Sunday 6 October 2013

Iran arrests four over nuclear sabotage plot

TEHRAN – Iran has arrested four people for planning acts of sabotage at a nuclear site, a senior nuclear official announced on Sunday.
 
Ali Akbar Salehi, the director of the Atomic Energy Organization of Iran, said that the individuals were caught red-handed, before carrying out their plans.

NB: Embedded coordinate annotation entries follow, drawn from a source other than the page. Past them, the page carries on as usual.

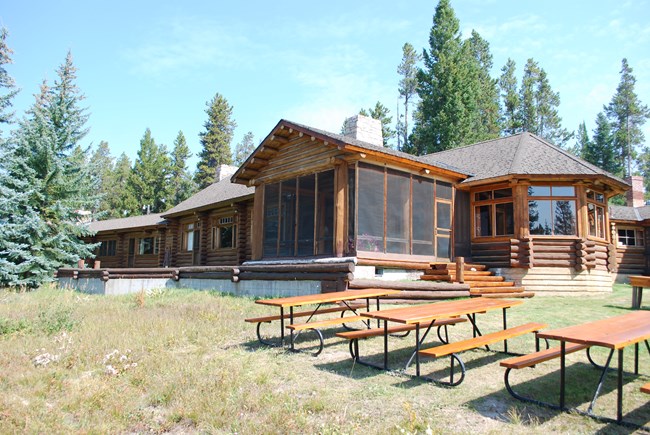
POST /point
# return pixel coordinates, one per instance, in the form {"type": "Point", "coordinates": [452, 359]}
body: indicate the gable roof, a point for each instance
{"type": "Point", "coordinates": [284, 129]}
{"type": "Point", "coordinates": [523, 154]}
{"type": "Point", "coordinates": [147, 220]}
{"type": "Point", "coordinates": [221, 191]}
{"type": "Point", "coordinates": [625, 213]}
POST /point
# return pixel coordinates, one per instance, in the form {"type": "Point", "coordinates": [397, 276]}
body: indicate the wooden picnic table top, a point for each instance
{"type": "Point", "coordinates": [322, 298]}
{"type": "Point", "coordinates": [639, 281]}
{"type": "Point", "coordinates": [438, 310]}
{"type": "Point", "coordinates": [614, 332]}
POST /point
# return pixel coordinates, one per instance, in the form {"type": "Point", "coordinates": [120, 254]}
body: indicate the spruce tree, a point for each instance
{"type": "Point", "coordinates": [381, 113]}
{"type": "Point", "coordinates": [510, 97]}
{"type": "Point", "coordinates": [215, 140]}
{"type": "Point", "coordinates": [149, 180]}
{"type": "Point", "coordinates": [440, 120]}
{"type": "Point", "coordinates": [121, 199]}
{"type": "Point", "coordinates": [408, 85]}
{"type": "Point", "coordinates": [182, 184]}
{"type": "Point", "coordinates": [627, 115]}
{"type": "Point", "coordinates": [57, 191]}
{"type": "Point", "coordinates": [244, 148]}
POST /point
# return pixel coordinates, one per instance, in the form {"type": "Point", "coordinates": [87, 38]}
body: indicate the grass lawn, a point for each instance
{"type": "Point", "coordinates": [185, 361]}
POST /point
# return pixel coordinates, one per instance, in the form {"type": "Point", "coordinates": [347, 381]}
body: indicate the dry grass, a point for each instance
{"type": "Point", "coordinates": [184, 361]}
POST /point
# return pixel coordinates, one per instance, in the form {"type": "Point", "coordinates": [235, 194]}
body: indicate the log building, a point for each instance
{"type": "Point", "coordinates": [520, 205]}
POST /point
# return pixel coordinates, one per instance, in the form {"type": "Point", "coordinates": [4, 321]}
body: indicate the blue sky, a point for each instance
{"type": "Point", "coordinates": [155, 64]}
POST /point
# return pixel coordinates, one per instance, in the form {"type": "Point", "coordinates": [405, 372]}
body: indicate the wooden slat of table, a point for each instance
{"type": "Point", "coordinates": [421, 313]}
{"type": "Point", "coordinates": [322, 298]}
{"type": "Point", "coordinates": [614, 332]}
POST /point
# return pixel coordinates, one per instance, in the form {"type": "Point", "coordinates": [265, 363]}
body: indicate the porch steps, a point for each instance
{"type": "Point", "coordinates": [482, 282]}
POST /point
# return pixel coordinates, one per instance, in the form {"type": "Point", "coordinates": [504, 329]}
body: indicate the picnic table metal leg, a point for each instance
{"type": "Point", "coordinates": [562, 372]}
{"type": "Point", "coordinates": [282, 326]}
{"type": "Point", "coordinates": [619, 401]}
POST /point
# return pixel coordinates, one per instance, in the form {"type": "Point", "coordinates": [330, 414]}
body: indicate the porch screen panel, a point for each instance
{"type": "Point", "coordinates": [306, 204]}
{"type": "Point", "coordinates": [325, 213]}
{"type": "Point", "coordinates": [398, 213]}
{"type": "Point", "coordinates": [422, 221]}
{"type": "Point", "coordinates": [271, 217]}
{"type": "Point", "coordinates": [287, 218]}
{"type": "Point", "coordinates": [370, 233]}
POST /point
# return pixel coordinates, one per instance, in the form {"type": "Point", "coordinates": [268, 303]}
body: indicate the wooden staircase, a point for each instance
{"type": "Point", "coordinates": [482, 282]}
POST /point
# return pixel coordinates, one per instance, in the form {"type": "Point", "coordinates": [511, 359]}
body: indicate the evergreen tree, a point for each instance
{"type": "Point", "coordinates": [121, 198]}
{"type": "Point", "coordinates": [441, 113]}
{"type": "Point", "coordinates": [7, 85]}
{"type": "Point", "coordinates": [102, 164]}
{"type": "Point", "coordinates": [627, 115]}
{"type": "Point", "coordinates": [511, 99]}
{"type": "Point", "coordinates": [182, 184]}
{"type": "Point", "coordinates": [408, 85]}
{"type": "Point", "coordinates": [56, 192]}
{"type": "Point", "coordinates": [600, 150]}
{"type": "Point", "coordinates": [244, 148]}
{"type": "Point", "coordinates": [483, 105]}
{"type": "Point", "coordinates": [381, 113]}
{"type": "Point", "coordinates": [149, 180]}
{"type": "Point", "coordinates": [215, 140]}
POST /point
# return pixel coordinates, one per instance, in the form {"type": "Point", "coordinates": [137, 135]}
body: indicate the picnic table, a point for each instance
{"type": "Point", "coordinates": [322, 302]}
{"type": "Point", "coordinates": [638, 282]}
{"type": "Point", "coordinates": [614, 333]}
{"type": "Point", "coordinates": [429, 315]}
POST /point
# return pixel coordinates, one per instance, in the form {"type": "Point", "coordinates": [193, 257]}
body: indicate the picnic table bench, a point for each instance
{"type": "Point", "coordinates": [614, 333]}
{"type": "Point", "coordinates": [343, 299]}
{"type": "Point", "coordinates": [425, 317]}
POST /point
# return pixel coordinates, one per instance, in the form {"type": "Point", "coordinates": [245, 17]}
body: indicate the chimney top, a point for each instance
{"type": "Point", "coordinates": [364, 128]}
{"type": "Point", "coordinates": [223, 171]}
{"type": "Point", "coordinates": [635, 196]}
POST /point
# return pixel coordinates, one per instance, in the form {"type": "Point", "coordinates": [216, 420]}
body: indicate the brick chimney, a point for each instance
{"type": "Point", "coordinates": [223, 171]}
{"type": "Point", "coordinates": [635, 196]}
{"type": "Point", "coordinates": [364, 128]}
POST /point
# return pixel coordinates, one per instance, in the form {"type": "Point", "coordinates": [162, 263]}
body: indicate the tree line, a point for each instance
{"type": "Point", "coordinates": [449, 99]}
{"type": "Point", "coordinates": [52, 185]}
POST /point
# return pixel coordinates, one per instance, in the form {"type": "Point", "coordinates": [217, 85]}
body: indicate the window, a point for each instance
{"type": "Point", "coordinates": [148, 246]}
{"type": "Point", "coordinates": [552, 210]}
{"type": "Point", "coordinates": [191, 234]}
{"type": "Point", "coordinates": [224, 233]}
{"type": "Point", "coordinates": [596, 214]}
{"type": "Point", "coordinates": [630, 237]}
{"type": "Point", "coordinates": [399, 213]}
{"type": "Point", "coordinates": [299, 216]}
{"type": "Point", "coordinates": [493, 213]}
{"type": "Point", "coordinates": [107, 248]}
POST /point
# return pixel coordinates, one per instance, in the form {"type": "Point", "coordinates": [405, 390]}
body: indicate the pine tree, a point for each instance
{"type": "Point", "coordinates": [102, 169]}
{"type": "Point", "coordinates": [244, 148]}
{"type": "Point", "coordinates": [511, 100]}
{"type": "Point", "coordinates": [121, 199]}
{"type": "Point", "coordinates": [441, 114]}
{"type": "Point", "coordinates": [483, 104]}
{"type": "Point", "coordinates": [408, 85]}
{"type": "Point", "coordinates": [7, 85]}
{"type": "Point", "coordinates": [182, 184]}
{"type": "Point", "coordinates": [381, 113]}
{"type": "Point", "coordinates": [627, 115]}
{"type": "Point", "coordinates": [215, 140]}
{"type": "Point", "coordinates": [57, 192]}
{"type": "Point", "coordinates": [149, 180]}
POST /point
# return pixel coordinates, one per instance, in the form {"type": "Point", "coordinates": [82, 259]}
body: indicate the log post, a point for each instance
{"type": "Point", "coordinates": [460, 269]}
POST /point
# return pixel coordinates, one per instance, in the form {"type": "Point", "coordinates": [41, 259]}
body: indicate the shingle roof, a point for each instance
{"type": "Point", "coordinates": [127, 223]}
{"type": "Point", "coordinates": [385, 150]}
{"type": "Point", "coordinates": [521, 154]}
{"type": "Point", "coordinates": [220, 191]}
{"type": "Point", "coordinates": [624, 213]}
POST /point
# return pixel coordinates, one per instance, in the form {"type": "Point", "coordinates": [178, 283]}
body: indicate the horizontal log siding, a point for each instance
{"type": "Point", "coordinates": [301, 156]}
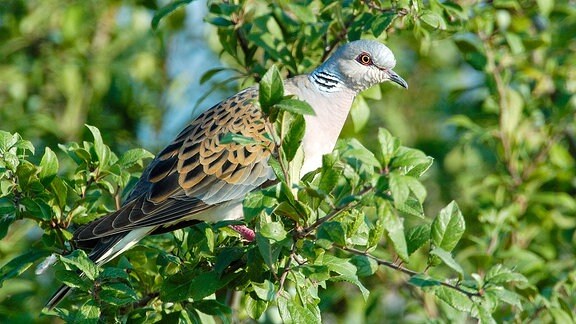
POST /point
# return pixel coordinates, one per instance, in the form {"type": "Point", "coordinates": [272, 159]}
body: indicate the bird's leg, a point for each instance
{"type": "Point", "coordinates": [244, 231]}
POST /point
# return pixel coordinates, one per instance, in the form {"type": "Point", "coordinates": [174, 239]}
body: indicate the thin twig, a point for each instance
{"type": "Point", "coordinates": [335, 212]}
{"type": "Point", "coordinates": [407, 271]}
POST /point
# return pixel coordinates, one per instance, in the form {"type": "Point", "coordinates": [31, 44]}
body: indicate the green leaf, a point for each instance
{"type": "Point", "coordinates": [78, 260]}
{"type": "Point", "coordinates": [48, 166]}
{"type": "Point", "coordinates": [134, 156]}
{"type": "Point", "coordinates": [167, 10]}
{"type": "Point", "coordinates": [446, 257]}
{"type": "Point", "coordinates": [117, 294]}
{"type": "Point", "coordinates": [292, 133]}
{"type": "Point", "coordinates": [484, 313]}
{"type": "Point", "coordinates": [265, 291]}
{"type": "Point", "coordinates": [365, 266]}
{"type": "Point", "coordinates": [212, 307]}
{"type": "Point", "coordinates": [101, 149]}
{"type": "Point", "coordinates": [72, 278]}
{"type": "Point", "coordinates": [506, 296]}
{"type": "Point", "coordinates": [423, 281]}
{"type": "Point", "coordinates": [18, 265]}
{"type": "Point", "coordinates": [271, 89]}
{"type": "Point", "coordinates": [411, 162]}
{"type": "Point", "coordinates": [89, 313]}
{"type": "Point", "coordinates": [394, 227]}
{"type": "Point", "coordinates": [332, 231]}
{"type": "Point", "coordinates": [291, 312]}
{"type": "Point", "coordinates": [355, 151]}
{"type": "Point", "coordinates": [455, 299]}
{"type": "Point", "coordinates": [448, 227]}
{"type": "Point", "coordinates": [511, 112]}
{"type": "Point", "coordinates": [399, 188]}
{"type": "Point", "coordinates": [346, 270]}
{"type": "Point", "coordinates": [295, 106]}
{"type": "Point", "coordinates": [389, 145]}
{"type": "Point", "coordinates": [269, 251]}
{"type": "Point", "coordinates": [256, 202]}
{"type": "Point", "coordinates": [499, 274]}
{"type": "Point", "coordinates": [255, 307]}
{"type": "Point", "coordinates": [8, 217]}
{"type": "Point", "coordinates": [227, 256]}
{"type": "Point", "coordinates": [210, 73]}
{"type": "Point", "coordinates": [433, 19]}
{"type": "Point", "coordinates": [190, 284]}
{"type": "Point", "coordinates": [417, 236]}
{"type": "Point", "coordinates": [274, 231]}
{"type": "Point", "coordinates": [237, 138]}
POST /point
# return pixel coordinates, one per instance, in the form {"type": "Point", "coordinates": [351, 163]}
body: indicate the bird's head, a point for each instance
{"type": "Point", "coordinates": [361, 64]}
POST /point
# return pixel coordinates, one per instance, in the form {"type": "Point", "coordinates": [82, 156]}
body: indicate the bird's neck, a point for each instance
{"type": "Point", "coordinates": [327, 82]}
{"type": "Point", "coordinates": [331, 102]}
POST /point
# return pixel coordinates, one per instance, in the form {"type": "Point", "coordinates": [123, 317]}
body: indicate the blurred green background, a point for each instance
{"type": "Point", "coordinates": [491, 98]}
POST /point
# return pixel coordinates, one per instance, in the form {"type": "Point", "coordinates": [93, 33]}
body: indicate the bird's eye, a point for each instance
{"type": "Point", "coordinates": [364, 59]}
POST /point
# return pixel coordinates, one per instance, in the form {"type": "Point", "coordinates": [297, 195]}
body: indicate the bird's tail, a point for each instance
{"type": "Point", "coordinates": [58, 297]}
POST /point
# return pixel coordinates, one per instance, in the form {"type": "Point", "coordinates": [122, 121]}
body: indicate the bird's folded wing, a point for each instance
{"type": "Point", "coordinates": [196, 171]}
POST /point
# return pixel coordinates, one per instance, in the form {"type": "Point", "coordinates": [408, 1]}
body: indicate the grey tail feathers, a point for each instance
{"type": "Point", "coordinates": [60, 294]}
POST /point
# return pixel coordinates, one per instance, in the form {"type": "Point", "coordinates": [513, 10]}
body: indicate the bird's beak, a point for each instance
{"type": "Point", "coordinates": [397, 79]}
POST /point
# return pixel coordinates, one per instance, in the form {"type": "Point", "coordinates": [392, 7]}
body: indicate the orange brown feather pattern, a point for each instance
{"type": "Point", "coordinates": [195, 172]}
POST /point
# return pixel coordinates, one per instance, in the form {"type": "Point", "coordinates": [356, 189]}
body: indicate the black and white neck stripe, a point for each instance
{"type": "Point", "coordinates": [326, 81]}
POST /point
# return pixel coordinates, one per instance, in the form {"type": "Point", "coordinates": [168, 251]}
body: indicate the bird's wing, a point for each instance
{"type": "Point", "coordinates": [195, 172]}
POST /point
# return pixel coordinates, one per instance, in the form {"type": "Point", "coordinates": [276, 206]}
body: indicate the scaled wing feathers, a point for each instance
{"type": "Point", "coordinates": [195, 172]}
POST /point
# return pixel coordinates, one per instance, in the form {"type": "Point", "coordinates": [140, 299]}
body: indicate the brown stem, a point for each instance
{"type": "Point", "coordinates": [335, 212]}
{"type": "Point", "coordinates": [407, 271]}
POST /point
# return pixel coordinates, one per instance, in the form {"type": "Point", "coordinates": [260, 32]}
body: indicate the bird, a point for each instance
{"type": "Point", "coordinates": [197, 178]}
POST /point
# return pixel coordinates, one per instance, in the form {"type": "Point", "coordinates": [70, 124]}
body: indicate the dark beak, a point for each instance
{"type": "Point", "coordinates": [397, 79]}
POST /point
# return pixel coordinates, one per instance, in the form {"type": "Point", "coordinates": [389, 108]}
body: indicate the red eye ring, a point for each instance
{"type": "Point", "coordinates": [364, 59]}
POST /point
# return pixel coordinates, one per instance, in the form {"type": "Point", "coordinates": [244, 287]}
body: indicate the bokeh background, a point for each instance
{"type": "Point", "coordinates": [491, 99]}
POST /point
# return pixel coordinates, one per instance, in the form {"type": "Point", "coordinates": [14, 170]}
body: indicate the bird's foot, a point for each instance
{"type": "Point", "coordinates": [244, 231]}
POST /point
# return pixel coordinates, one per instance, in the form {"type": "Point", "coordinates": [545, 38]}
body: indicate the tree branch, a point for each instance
{"type": "Point", "coordinates": [407, 271]}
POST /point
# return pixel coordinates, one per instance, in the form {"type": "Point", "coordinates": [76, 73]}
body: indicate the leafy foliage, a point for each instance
{"type": "Point", "coordinates": [494, 107]}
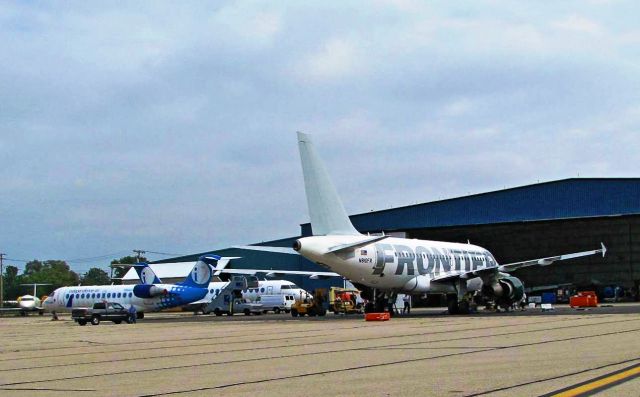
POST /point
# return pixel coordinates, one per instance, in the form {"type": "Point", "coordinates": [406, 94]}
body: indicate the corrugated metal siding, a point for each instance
{"type": "Point", "coordinates": [568, 198]}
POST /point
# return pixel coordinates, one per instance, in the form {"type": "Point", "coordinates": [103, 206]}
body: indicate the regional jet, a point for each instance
{"type": "Point", "coordinates": [27, 303]}
{"type": "Point", "coordinates": [383, 266]}
{"type": "Point", "coordinates": [149, 296]}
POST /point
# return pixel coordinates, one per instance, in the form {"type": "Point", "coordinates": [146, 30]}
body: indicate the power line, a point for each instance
{"type": "Point", "coordinates": [164, 253]}
{"type": "Point", "coordinates": [1, 281]}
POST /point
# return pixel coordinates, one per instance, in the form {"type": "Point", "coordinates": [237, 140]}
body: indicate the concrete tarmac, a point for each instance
{"type": "Point", "coordinates": [428, 353]}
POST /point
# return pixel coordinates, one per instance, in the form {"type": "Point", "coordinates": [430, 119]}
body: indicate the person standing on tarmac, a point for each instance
{"type": "Point", "coordinates": [407, 304]}
{"type": "Point", "coordinates": [132, 314]}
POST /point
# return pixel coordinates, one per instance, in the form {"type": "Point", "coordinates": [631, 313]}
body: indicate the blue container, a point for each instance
{"type": "Point", "coordinates": [548, 297]}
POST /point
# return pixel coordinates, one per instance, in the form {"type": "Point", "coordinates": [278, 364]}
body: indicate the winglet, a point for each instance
{"type": "Point", "coordinates": [328, 216]}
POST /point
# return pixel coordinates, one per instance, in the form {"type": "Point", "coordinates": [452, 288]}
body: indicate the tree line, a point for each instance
{"type": "Point", "coordinates": [58, 274]}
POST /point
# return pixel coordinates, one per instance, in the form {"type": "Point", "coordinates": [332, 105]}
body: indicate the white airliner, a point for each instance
{"type": "Point", "coordinates": [151, 295]}
{"type": "Point", "coordinates": [265, 287]}
{"type": "Point", "coordinates": [383, 266]}
{"type": "Point", "coordinates": [27, 303]}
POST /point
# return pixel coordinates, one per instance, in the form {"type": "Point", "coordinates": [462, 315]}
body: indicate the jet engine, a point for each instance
{"type": "Point", "coordinates": [148, 291]}
{"type": "Point", "coordinates": [505, 291]}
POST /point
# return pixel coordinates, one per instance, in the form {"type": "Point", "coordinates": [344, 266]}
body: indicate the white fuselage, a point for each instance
{"type": "Point", "coordinates": [265, 287]}
{"type": "Point", "coordinates": [68, 298]}
{"type": "Point", "coordinates": [404, 265]}
{"type": "Point", "coordinates": [29, 303]}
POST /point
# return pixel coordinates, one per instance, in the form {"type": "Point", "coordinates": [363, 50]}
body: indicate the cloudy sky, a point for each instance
{"type": "Point", "coordinates": [170, 126]}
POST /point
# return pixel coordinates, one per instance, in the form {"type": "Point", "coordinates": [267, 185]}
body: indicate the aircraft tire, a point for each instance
{"type": "Point", "coordinates": [452, 305]}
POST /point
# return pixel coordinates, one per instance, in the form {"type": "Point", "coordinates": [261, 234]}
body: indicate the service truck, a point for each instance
{"type": "Point", "coordinates": [101, 311]}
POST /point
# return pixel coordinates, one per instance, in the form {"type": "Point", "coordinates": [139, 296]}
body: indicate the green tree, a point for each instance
{"type": "Point", "coordinates": [54, 272]}
{"type": "Point", "coordinates": [11, 285]}
{"type": "Point", "coordinates": [95, 276]}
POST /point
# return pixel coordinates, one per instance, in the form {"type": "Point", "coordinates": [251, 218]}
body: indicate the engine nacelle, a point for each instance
{"type": "Point", "coordinates": [506, 291]}
{"type": "Point", "coordinates": [148, 291]}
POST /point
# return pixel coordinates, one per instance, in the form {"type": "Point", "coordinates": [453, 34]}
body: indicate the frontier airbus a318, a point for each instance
{"type": "Point", "coordinates": [383, 266]}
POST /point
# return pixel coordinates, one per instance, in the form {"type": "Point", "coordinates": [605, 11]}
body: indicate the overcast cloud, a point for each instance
{"type": "Point", "coordinates": [170, 126]}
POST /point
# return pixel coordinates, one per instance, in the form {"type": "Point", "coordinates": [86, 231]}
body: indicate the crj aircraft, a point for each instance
{"type": "Point", "coordinates": [383, 266]}
{"type": "Point", "coordinates": [149, 296]}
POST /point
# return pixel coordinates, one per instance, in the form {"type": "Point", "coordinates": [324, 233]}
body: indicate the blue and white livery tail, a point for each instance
{"type": "Point", "coordinates": [200, 275]}
{"type": "Point", "coordinates": [146, 274]}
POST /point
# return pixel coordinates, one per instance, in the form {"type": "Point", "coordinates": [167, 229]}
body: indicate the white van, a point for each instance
{"type": "Point", "coordinates": [276, 303]}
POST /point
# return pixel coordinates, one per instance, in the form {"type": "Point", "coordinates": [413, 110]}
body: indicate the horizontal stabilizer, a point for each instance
{"type": "Point", "coordinates": [357, 244]}
{"type": "Point", "coordinates": [280, 273]}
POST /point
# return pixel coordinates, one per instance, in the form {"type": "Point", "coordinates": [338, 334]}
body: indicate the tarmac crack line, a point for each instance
{"type": "Point", "coordinates": [552, 378]}
{"type": "Point", "coordinates": [324, 352]}
{"type": "Point", "coordinates": [149, 342]}
{"type": "Point", "coordinates": [267, 340]}
{"type": "Point", "coordinates": [359, 367]}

They are under interrogation, he added.
 
The suspects were identified and kept under surveillance some time ago and their arrest was postponed in order to obtain more information about them, he explained. 
 
Salehi refused to give more details on the specific target of the arrestees. 
 
“Given the intensive diplomatic efforts on the nuclear issue and promising signs about the future, certain countries will not sit idly by and are not interested in the settlement of Iran’s nuclear issue,” Salehi, a nuclear physicist and former foreign minister, noted. 
 
“They will make efforts to create stumbling blocks in the way of (resolving) Iran’s issue through acts of sabotage.”
 
Salehi went on to say that police and intelligence forces are constantly guarding the nuclear facilities to prevent any act of sabotage.
 
In September 2010, international news agencies reported that the Stuxnet computer virus, which according to former American officials was developed by the U.S. and Israel, had infected many industrial sites in Iran. 
 
Later, Western officials and media outlets claimed that the cyber attack had hindered Iran’s nuclear program. 
 
Iranian officials confirmed that some Iranian industrial systems had been targeted by a cyber attack, but insisted that no crashes or serious damage to the country’s industrial computer systems had been reported and said Iranian engineers had rooted out the problem.